Many health interventions use a peer educator model, but is it really effective? A study shows that peers can indeed positively influence decisions to seek healthcare.
Peer-led outreach is a critical element of HIV and Sexually Transmitted Infection (STI) reduction interventions aimed at sex workers. Swasti studied the association between peer-led outreach to sex workers and the time to utilise health facilities for timely STI syndromic detection and treatment.
A study led by the University of Houston and co- authored by Swasti, used data from 2,705 women sex workers registered under Pragati, a women-in- sex-work outreach programme, from 2008 through 2012. The study used data on the timing of peer- outreach interventions and clinic visits, among sex workers. The team used an Extended Cox model, with the density of peer educator visits in a 30-day rolling window as the the key predictor, while controlling for the sex workers’ age, client volume, location of sex work and education level.

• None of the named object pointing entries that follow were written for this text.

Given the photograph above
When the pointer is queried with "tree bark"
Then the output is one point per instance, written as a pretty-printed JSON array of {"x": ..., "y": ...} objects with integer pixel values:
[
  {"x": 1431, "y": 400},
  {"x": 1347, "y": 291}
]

The principal outcome of interest is the timing of the first voluntary clinic utilisation. Researchers wanted to see how soon after meeting the peer did the woman sex worker voluntarily go to a clinic for a check-up or treatment.

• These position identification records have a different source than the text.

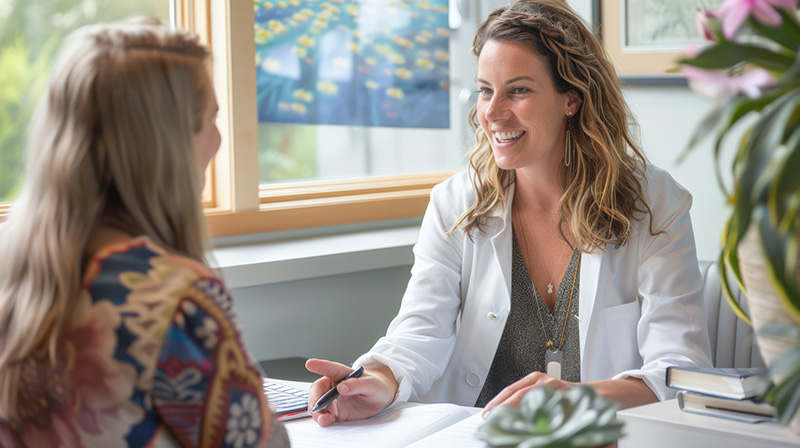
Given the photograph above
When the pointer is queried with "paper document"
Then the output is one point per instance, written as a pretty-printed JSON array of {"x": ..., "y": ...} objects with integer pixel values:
[
  {"x": 393, "y": 428},
  {"x": 461, "y": 434}
]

Researchers found that the more the peer visits, the earlier the women visited clinics for the first time. (HR: 1.83, 95% CI, 1.75–1.91, p < .001). 18 per-cent of all syndrome-based STIs detected come from clinic visits in which the sex worker reports no symptoms, underscoring the importance of inducing clinic visits in the detection of STI.
The researchers found that clinic utilisation results in the detection of STI syndromes that the sex worker would have otherwise missed. This under scores both the importance of peer-led outreach and the role of clinic visits. By encouraging sex workers to come to the clinic, the outreach workers are helping detect STI that would have otherwise gone unnoticed.